What does this mean from a practical perspective though?
For me personally, risk management is all about focussing on factors that reduce your chances of incurring large losses rather than solely focussing on factors that can make you large profits.
Let me give you another example. I recently stumbled upon a company which ticked a lot of the boxes in my investment strategy. They had a great asset which was smack bang in the middle of one of the best gold mining provinces in the world.
Does it have the potential to provide shareholders with multi bagger returns? I have no doubt that it can.
Upon closer inspection though I found 2 factors that set off my risk management alarm. Firstly the director owned only 1% of the register. This is a big red flag for me and the next issue will show you why.
Secondly the company was also low on cash. For my personal strategy this isn’t a huge deal as I simply wait for them to raise enough cash and I aim to get in as close as possible to the raise price.
So as per usual I put the company on my watchlist and a few weeks later the company went into a trading halt for a capital raise. I was shocked however with the excessive amount that they raised, the discounted share price and the heavy dilution that occurred.
It was a terrible move by the CEO who should have raised a small amount of cash for the drilling program considering the high potential for success.
Now in my opinion this error would never have happened if the CEO had a substantial amount of shares in the company. Who would heavily dilute themselves?
So even though this company had huge upside potential, it also had huge downside potential. From a risk management perspective, the key is avoid putting yourself in this position.
To ensure risk management is at the forefront of your mind at all times, you will obviously need to have an investment strategy. If you don’t have one and you want to see some examples to help you get started. I also have some great examples from successful investors you can read.
You also need to ensure that your strategy not only analyses the factors that would contribute to share price appreciation, but even more important are the factors that can lead to share price depreciation!
Ask yourself what could go wrong? What’s the worst case scenario for this stock and what would the impact to the company and the share price be if this eventuates?
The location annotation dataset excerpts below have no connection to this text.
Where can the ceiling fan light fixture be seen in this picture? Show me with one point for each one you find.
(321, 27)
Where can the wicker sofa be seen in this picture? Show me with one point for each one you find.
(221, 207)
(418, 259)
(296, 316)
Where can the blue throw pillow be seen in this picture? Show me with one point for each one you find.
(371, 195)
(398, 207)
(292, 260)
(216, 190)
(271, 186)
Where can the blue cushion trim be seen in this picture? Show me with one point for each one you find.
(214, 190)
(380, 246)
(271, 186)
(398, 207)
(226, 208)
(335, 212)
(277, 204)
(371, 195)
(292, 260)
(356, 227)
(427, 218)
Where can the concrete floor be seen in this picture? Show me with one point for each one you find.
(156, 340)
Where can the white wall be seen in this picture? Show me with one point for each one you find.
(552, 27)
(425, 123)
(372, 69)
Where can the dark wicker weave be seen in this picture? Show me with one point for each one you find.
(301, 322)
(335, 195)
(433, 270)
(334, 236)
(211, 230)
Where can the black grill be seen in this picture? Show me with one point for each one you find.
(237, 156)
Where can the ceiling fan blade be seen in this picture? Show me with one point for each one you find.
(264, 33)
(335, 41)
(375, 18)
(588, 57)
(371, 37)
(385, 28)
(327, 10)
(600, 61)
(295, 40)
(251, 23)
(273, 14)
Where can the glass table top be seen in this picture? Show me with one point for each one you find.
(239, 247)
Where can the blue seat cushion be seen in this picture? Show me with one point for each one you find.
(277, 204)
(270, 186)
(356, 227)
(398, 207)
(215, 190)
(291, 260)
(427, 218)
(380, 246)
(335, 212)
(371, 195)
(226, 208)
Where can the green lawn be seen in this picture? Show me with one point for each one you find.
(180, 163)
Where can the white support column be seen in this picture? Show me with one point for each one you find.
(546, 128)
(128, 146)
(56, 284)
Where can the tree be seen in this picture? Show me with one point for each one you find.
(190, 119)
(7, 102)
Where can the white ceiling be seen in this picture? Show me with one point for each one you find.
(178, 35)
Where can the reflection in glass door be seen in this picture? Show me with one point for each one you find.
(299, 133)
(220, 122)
By doing this you can determine your risk/reward ratio. This will highlight to you what your possible return is compared to your possible loss.
Investopedia defines this metric as:
The risk/reward ratio marks the prospective reward an investor can earn, for every dollar he or she risks on an investment. Many investors use risk/reward ratios to compare the expected returns of an investment with the amount of risk they must undertake to earn these returns. Consider the following example: an investment with a risk-reward ratio of 1:7 suggests that an investor is willing to risk $1, for the prospect of earning $7. Alternatively, a risk/reward ratio of 1:3 signals that an investor should expect to invest $1, for the prospect of earning $3 on his investment.
Now this ratio is personal to every investor/trader so be sure to determine a ratio that makes you comfortable and allows you to sleep at night without always being on edge that a major blow up may substantially impact your portfolio.
I hope that this article has helped raise a few questions in your mind on how to approach equity investing from a risk management perspective.